November 13, 2024

Navigating Inherited IRA Rules – Part 1, Ep #228

Matthew Schulman

Grayson Blazek

Chad Smith

An inherited IRA is essentially an IRA received by a beneficiary after the original owner passes away. Whether it’s a spouse, child, or another loved one, the key characteristic of an inherited IRA is that it transitions ownership upon death.

As Grayson Blazek explains, the funds are transferred intact, but the way you handle and withdraw these funds comes with specific rules and timelines. Grayson and Matthew dig into the new rules in this episode.

Distribution Rules for IRAs

Standard IRAs and inherited IRAs have different distribution rules. For a standard IRA, you’re not required to take distributions until the year after you reach age 73.

In contrast, an inherited IRA has varied and more immediate requirements, depending on your relationship to the original owner and the timing of the inheritance. This distinction is crucial for proper planning and minimizing tax liabilities.

The SECURE Act segregated beneficiaries into two categories: eligible and non-eligible designated beneficiaries.

  • Eligible Designated Beneficiaries: These include the decedent’s spouse, a minor child, or a beneficiary less than 10 years younger than the decedent. They have more options and longer time frames for withdrawing funds.
  • Non-Eligible Designated Beneficiaries: This broader group usually includes adult children, siblings more than 10 years younger, and friends. They fall under the strict 10-year rule, which offers less flexibility.

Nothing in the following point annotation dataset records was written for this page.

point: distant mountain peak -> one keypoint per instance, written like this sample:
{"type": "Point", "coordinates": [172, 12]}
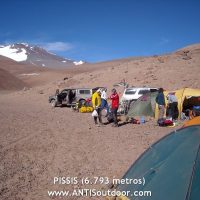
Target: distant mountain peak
{"type": "Point", "coordinates": [35, 55]}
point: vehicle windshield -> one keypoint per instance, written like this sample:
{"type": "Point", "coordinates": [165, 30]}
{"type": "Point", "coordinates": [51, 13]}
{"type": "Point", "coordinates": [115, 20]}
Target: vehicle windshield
{"type": "Point", "coordinates": [130, 91]}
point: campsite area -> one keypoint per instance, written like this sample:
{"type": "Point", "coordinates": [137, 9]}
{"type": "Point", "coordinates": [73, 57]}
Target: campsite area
{"type": "Point", "coordinates": [38, 142]}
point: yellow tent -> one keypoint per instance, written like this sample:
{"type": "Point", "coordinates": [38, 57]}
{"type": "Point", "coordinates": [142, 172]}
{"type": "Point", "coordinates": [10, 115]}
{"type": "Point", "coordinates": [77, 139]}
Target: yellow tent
{"type": "Point", "coordinates": [182, 95]}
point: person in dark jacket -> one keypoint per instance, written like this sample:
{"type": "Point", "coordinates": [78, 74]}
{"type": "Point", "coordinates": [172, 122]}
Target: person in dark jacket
{"type": "Point", "coordinates": [114, 106]}
{"type": "Point", "coordinates": [160, 100]}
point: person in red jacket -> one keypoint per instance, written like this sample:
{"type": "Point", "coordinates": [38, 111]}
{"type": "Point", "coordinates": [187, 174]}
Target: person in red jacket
{"type": "Point", "coordinates": [114, 106]}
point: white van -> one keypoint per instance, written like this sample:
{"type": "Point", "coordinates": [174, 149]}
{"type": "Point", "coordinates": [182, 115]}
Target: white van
{"type": "Point", "coordinates": [132, 94]}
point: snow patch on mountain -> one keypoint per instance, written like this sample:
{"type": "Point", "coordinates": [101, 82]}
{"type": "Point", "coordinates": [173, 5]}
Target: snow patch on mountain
{"type": "Point", "coordinates": [13, 53]}
{"type": "Point", "coordinates": [78, 62]}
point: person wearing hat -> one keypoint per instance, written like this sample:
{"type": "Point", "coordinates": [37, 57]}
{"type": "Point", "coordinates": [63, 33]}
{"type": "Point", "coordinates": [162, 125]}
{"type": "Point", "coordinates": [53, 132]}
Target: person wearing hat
{"type": "Point", "coordinates": [114, 106]}
{"type": "Point", "coordinates": [96, 103]}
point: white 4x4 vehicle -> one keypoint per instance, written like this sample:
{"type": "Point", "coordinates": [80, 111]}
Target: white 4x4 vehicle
{"type": "Point", "coordinates": [132, 94]}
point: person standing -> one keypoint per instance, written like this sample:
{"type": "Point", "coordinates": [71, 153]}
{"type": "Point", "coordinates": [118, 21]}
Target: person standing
{"type": "Point", "coordinates": [96, 103]}
{"type": "Point", "coordinates": [114, 106]}
{"type": "Point", "coordinates": [160, 100]}
{"type": "Point", "coordinates": [172, 106]}
{"type": "Point", "coordinates": [104, 103]}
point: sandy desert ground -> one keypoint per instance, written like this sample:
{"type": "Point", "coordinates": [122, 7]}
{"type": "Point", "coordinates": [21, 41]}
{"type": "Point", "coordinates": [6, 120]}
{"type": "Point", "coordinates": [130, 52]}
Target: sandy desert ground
{"type": "Point", "coordinates": [38, 142]}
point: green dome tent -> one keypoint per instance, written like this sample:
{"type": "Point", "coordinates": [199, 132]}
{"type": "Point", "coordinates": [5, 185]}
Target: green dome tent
{"type": "Point", "coordinates": [144, 106]}
{"type": "Point", "coordinates": [170, 168]}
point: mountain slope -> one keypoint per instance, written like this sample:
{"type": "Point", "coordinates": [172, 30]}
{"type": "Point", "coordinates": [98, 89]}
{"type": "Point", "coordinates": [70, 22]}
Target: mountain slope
{"type": "Point", "coordinates": [9, 81]}
{"type": "Point", "coordinates": [34, 55]}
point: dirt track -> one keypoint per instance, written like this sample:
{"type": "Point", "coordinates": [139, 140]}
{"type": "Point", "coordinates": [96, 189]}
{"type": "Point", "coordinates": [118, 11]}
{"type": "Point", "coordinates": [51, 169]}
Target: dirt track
{"type": "Point", "coordinates": [39, 143]}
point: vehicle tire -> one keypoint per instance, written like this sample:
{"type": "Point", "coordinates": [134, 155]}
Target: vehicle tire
{"type": "Point", "coordinates": [53, 103]}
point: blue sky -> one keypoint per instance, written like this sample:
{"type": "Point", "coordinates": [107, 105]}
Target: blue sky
{"type": "Point", "coordinates": [99, 30]}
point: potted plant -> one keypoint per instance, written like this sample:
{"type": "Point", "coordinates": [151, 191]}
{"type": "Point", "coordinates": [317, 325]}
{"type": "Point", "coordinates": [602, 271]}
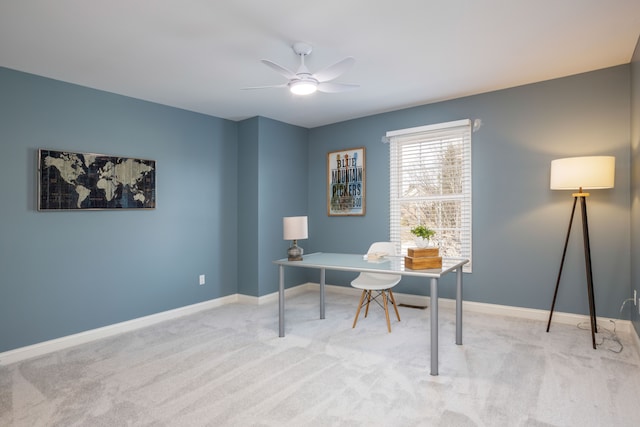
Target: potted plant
{"type": "Point", "coordinates": [423, 235]}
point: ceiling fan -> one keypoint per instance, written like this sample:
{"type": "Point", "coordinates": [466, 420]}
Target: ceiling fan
{"type": "Point", "coordinates": [303, 82]}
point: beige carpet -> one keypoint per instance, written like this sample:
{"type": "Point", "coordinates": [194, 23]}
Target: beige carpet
{"type": "Point", "coordinates": [227, 367]}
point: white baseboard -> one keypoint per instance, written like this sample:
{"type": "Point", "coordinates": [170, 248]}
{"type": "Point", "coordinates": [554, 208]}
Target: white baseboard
{"type": "Point", "coordinates": [27, 352]}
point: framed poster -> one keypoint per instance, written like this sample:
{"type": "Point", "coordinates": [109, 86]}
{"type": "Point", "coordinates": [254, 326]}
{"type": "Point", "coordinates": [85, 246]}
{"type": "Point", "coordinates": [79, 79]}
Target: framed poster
{"type": "Point", "coordinates": [84, 181]}
{"type": "Point", "coordinates": [346, 182]}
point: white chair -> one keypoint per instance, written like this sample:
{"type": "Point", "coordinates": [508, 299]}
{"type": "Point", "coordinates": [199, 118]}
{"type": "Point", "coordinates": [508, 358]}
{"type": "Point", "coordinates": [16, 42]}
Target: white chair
{"type": "Point", "coordinates": [381, 283]}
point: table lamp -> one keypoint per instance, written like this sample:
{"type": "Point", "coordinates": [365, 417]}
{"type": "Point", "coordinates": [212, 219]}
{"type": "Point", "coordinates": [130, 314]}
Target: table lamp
{"type": "Point", "coordinates": [581, 173]}
{"type": "Point", "coordinates": [295, 227]}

In this episode, we’re going to concentrate on how non-eligible designated beneficiaries can plan for their financial future when considering inherited IRAs.

The Impact of the SECURE Act on Inherited IRAs

One of the major issues we discuss is the impact of the SECURE Act, passed in 2019 and effective from January 1, 2020. This Act overhauled the distribution requirements for inherited IRAs, lumping most beneficiaries into something called a “10-year rule.”

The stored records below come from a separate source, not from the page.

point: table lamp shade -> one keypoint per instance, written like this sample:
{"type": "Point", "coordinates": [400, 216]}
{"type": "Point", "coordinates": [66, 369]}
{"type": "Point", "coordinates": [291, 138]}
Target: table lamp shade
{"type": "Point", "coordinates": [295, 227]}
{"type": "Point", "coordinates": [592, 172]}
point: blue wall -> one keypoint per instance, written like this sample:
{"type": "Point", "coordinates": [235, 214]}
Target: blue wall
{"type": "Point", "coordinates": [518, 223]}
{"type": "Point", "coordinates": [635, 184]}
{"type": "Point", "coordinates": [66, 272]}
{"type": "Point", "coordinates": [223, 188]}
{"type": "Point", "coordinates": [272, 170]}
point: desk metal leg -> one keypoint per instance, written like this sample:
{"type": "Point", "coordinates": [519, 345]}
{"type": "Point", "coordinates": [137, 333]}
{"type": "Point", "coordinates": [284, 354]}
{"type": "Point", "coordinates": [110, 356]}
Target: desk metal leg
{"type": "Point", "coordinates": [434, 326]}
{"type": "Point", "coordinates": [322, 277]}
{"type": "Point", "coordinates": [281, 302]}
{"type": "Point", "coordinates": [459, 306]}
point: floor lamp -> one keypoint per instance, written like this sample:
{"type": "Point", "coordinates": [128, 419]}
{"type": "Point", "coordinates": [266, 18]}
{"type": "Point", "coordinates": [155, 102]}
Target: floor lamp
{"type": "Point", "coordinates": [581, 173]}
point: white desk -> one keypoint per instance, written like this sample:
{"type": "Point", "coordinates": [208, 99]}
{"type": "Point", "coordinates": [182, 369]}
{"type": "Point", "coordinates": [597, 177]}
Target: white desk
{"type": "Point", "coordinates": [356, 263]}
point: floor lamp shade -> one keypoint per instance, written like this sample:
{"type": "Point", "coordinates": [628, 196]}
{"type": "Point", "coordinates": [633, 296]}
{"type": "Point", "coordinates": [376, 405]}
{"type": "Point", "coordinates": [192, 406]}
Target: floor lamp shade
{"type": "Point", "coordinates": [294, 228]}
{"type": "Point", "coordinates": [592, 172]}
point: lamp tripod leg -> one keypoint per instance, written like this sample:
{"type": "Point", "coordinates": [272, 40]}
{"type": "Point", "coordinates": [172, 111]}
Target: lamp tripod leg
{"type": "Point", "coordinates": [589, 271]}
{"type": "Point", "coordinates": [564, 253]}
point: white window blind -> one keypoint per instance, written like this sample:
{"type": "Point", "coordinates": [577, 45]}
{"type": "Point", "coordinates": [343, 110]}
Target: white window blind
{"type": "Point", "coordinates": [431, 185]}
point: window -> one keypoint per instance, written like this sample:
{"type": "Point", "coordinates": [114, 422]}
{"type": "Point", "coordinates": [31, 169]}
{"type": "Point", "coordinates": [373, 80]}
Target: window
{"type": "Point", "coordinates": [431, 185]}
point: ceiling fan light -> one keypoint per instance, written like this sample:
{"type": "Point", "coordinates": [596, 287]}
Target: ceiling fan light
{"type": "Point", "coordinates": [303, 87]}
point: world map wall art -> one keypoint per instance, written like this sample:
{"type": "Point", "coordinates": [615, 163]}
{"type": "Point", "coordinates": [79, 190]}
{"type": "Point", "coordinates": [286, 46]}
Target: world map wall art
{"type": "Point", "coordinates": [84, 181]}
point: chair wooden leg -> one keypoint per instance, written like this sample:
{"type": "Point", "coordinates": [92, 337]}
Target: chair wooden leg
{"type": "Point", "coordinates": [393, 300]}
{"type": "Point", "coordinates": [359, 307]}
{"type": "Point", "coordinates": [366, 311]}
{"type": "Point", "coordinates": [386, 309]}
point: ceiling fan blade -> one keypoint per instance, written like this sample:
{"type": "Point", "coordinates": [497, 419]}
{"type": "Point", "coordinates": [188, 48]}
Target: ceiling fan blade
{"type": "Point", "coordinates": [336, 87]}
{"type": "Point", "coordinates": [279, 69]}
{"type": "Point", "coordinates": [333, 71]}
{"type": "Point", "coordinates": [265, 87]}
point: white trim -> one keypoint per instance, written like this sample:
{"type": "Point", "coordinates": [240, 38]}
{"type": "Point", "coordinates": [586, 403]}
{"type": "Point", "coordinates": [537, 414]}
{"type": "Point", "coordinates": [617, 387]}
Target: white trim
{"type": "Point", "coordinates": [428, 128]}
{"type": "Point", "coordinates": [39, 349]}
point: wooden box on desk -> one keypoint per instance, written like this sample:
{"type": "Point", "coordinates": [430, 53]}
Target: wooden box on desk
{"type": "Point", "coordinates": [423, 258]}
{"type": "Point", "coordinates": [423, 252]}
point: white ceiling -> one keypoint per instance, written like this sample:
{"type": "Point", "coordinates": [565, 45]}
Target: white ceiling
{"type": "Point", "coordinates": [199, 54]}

Before this change, beneficiaries could use the “stretch IRA” method to take distributions over their lifetime, therefore spreading the tax burden. Post-SECURE Act, non-eligible designated beneficiaries must withdraw the entire account within 10 years of the original owner’s death. This change can be tricky to navigate if you’re not fully informed.

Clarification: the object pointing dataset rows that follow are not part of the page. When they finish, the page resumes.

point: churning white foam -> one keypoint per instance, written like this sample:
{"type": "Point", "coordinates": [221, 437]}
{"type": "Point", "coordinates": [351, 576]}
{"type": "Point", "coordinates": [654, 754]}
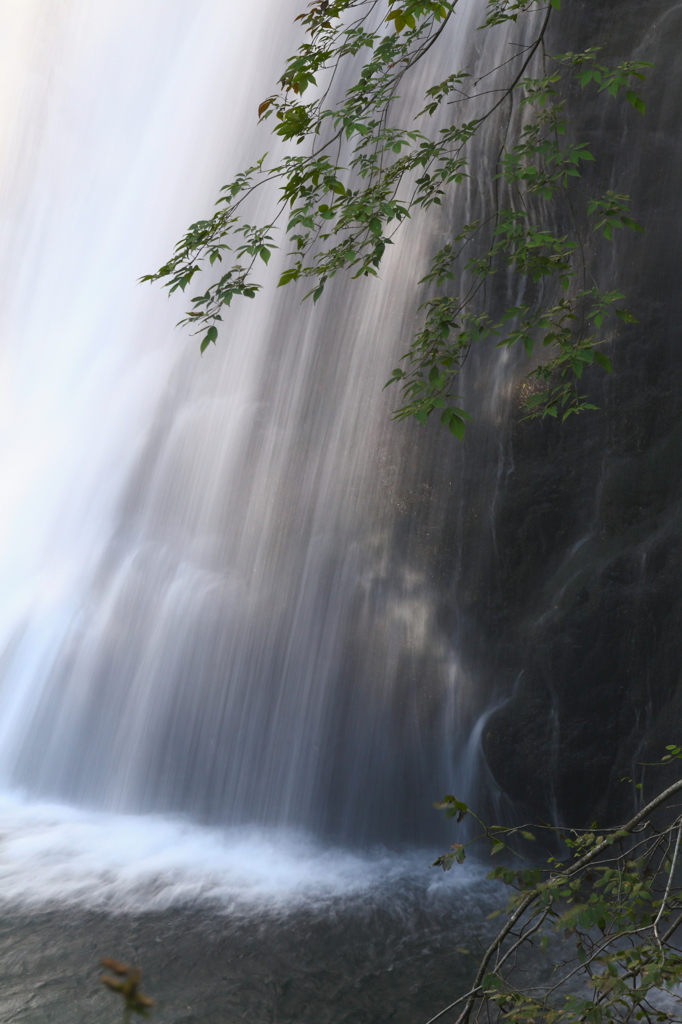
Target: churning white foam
{"type": "Point", "coordinates": [51, 854]}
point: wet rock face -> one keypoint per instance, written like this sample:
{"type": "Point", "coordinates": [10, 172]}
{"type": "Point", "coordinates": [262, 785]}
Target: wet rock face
{"type": "Point", "coordinates": [585, 625]}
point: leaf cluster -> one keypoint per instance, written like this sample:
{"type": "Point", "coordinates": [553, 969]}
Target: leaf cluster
{"type": "Point", "coordinates": [599, 919]}
{"type": "Point", "coordinates": [354, 168]}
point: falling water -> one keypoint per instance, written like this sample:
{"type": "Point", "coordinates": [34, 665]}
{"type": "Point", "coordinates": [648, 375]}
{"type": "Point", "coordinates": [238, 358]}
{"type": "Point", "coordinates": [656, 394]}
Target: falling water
{"type": "Point", "coordinates": [229, 586]}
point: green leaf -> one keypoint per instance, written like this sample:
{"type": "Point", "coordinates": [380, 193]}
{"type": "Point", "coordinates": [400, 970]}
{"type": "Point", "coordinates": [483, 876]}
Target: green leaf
{"type": "Point", "coordinates": [457, 427]}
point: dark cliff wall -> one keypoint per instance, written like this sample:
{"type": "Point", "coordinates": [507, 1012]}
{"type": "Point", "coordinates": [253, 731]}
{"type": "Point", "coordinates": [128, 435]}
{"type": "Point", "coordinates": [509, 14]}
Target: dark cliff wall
{"type": "Point", "coordinates": [584, 622]}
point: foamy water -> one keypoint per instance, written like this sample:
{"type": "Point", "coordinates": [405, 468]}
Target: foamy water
{"type": "Point", "coordinates": [49, 853]}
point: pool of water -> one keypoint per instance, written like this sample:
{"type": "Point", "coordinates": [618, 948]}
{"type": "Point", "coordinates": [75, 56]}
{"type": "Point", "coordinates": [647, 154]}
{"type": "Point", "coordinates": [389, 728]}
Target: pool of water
{"type": "Point", "coordinates": [240, 925]}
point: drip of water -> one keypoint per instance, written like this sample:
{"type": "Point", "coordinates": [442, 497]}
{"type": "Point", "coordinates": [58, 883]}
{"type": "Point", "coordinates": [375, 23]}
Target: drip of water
{"type": "Point", "coordinates": [228, 585]}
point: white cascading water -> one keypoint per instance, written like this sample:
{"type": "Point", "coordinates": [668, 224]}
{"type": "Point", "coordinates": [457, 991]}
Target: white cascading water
{"type": "Point", "coordinates": [217, 584]}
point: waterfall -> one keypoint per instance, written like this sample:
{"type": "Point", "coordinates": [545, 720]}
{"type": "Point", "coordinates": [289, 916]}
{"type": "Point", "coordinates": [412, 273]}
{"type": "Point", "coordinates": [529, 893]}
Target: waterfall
{"type": "Point", "coordinates": [228, 584]}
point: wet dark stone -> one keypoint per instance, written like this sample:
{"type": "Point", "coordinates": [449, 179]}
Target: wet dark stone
{"type": "Point", "coordinates": [587, 610]}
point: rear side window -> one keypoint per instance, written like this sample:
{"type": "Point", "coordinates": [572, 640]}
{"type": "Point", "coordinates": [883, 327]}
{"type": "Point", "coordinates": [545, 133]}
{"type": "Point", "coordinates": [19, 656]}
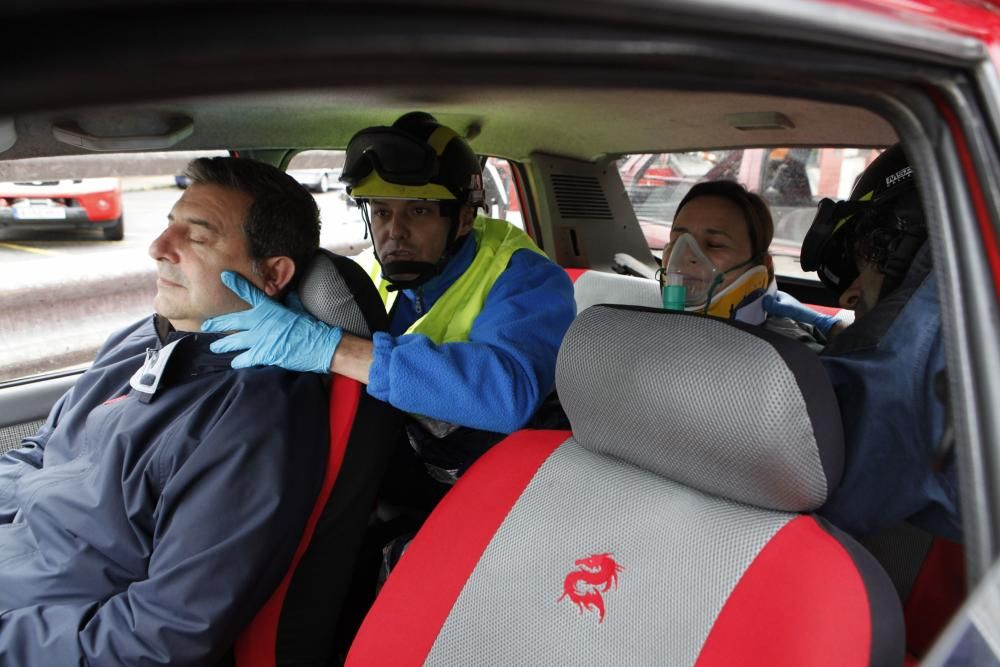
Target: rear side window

Strategic Planning for Withdrawals

For non-eligible designated beneficiaries, the 10-year rule is crucial. If the decedent has already reached the “required beginning date” for their own distributions (the year they turn 73), beneficiaries must continue to take yearly required minimum distributions (RMDs) plus ensure the entire amount is withdrawn within the 10-year period.

Grayson provides several examples illustrating how these rules might play out. The goal is to successfully navigate these requirements while optimizing for tax efficiency. If your inheritance coincides with high-income years, spreading distributions over the decade or deferring them until lower-income years could significantly reduce your tax burden.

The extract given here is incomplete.